The research, undertaken by the Centre for Economic Performance at the London School of Economics (LSE), found that the easing of pandemic restrictions over the summer only had a marginal effect on the self-employed, with 58% saying they had less work than usual in August 2020.
The LSE report – COVID-19 and the Self-Employed: Six Months into the Crisis – has found that even after England’s first lockdown lifted, 32% of self-employed workers had fewer than 10 hours of work a week in August.
Self-employed workers who operate through digital apps in the gig economy have had more work, according to the LSE report. However, 78% of these workers – including parcel delivery workers and private hire drivers – said they felt their health was at risk while working.
Other key findings include:
- 28% of respondents had applied for a second grant under the Self-Employment Income Support Scheme (SEISS);
- Of those who had not applied for either the first or second rounds of the SEISS grant, 38% were not sure of their eligibility;
- A third of respondents think normal activity will not resume until after February 2021;
- One in ten think it will never resume.
Of most concern is that 20% of freelancers polled said they “consider it likely” that they’ll leave self-employment as a result of the crisis – this rises to 59% among those aged under 25. The newly self-employed are more than twice as likely to report having trouble with basic expenses when compared to other self-employed workers (52% versus 24%).
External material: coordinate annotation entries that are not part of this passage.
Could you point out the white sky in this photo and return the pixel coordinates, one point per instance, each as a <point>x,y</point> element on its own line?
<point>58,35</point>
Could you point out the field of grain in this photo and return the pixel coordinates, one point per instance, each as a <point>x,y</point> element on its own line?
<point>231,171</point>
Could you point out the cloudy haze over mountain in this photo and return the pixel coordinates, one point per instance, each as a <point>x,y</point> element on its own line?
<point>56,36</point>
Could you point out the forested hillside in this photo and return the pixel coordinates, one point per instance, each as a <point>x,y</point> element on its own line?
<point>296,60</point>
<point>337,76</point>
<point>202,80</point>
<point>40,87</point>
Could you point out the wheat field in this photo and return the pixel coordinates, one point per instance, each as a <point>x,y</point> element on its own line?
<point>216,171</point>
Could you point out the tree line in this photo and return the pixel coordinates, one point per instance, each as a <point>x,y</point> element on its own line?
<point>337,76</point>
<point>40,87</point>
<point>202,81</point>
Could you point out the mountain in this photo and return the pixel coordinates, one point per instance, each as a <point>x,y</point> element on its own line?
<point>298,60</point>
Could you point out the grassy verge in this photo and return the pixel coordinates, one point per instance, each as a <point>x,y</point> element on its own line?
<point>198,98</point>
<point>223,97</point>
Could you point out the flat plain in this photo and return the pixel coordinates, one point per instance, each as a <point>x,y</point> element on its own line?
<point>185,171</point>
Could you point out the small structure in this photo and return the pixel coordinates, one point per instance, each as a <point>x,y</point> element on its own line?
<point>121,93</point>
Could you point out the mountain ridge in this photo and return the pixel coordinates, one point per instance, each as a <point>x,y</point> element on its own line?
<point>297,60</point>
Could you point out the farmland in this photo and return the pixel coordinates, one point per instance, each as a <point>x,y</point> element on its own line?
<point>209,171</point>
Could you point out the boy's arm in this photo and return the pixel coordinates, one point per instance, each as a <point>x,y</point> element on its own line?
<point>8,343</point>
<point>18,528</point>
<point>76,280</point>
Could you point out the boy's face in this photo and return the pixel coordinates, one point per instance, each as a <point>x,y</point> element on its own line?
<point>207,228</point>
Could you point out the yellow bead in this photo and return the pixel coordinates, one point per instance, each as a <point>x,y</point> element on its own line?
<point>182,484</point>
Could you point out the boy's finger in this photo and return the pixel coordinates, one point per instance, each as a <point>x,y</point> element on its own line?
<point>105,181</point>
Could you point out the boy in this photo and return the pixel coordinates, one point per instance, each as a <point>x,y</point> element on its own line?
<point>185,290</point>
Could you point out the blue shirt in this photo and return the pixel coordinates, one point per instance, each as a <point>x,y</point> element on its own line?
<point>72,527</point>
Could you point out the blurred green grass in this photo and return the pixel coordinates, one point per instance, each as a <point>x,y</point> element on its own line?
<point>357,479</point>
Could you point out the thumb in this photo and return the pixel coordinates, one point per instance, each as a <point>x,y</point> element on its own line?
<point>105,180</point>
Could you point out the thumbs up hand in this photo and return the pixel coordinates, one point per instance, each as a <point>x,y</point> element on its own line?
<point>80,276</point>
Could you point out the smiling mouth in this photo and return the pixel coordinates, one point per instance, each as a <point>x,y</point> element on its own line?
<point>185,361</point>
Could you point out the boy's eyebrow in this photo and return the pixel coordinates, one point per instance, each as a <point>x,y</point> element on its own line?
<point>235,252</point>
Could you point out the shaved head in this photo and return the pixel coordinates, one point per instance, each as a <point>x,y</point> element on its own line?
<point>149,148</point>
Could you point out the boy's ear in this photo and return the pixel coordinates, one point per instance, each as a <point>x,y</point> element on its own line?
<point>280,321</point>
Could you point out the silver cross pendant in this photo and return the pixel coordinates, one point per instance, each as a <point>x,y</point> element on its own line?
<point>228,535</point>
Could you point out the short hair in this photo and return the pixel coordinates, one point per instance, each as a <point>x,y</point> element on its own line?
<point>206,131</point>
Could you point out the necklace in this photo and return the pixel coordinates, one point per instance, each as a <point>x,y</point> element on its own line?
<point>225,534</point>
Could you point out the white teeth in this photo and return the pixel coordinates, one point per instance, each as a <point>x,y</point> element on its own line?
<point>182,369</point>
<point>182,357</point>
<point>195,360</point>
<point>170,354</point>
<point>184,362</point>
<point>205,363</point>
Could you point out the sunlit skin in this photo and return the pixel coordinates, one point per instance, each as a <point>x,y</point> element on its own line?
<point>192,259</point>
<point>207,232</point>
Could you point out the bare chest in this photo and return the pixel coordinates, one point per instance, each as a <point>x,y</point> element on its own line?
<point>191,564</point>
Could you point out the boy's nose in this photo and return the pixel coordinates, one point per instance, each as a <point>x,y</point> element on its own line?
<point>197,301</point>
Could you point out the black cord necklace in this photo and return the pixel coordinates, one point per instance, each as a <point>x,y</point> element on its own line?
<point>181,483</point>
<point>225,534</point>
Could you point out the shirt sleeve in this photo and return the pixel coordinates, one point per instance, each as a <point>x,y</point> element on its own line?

Stephen Machin, co-author and CEP director, said:
“While the growth in self-employment has been one of the key trends in the labour market in the past two decades, there are now early signals that this trend could be set to reverse.
“By the summer, there had already been a sharp fall in the number of self-employed workers – this may be primarily due to the lockdown, but for some it will be due to realising the risks of self-employment. The COVID-19 crisis has vividly illustrated the social insurance available to different types of workers, with many experiencing the basic safety net of Universal Credit for the first time.”
According to the Association of Independent Professionals and the Self-Employed (IPSE), “glaring gaps in support” are leading to “long-term, avoidable decline” in the self-employment sector.
The latest data from the Office for National Statistics (ONS) shows that the number of self-employed workers in the UK has already fallen to 4.53 million, down from 5.1 million at the end of 2019.
Derek Cribb, IPSE ceo, said:
“After the 2008 financial crisis, it was rising self-employed numbers that kept unemployment comparatively low – as uncertain employers looked for more flexible expertise instead of permanent employees. Now, this does not appear to be happening and the self-employed sector is in precipitous decline. Some self-employed are finding their way into full-time roles, but many others are joining the record flow into unemployment.
“Government must work quickly to stem this flow by urgently getting support to the left-behind self-employed groups. Extending support would be a cost now, yes, but it would be a temporary cost during the pandemic, to hold back an even worse unemployment problem later.”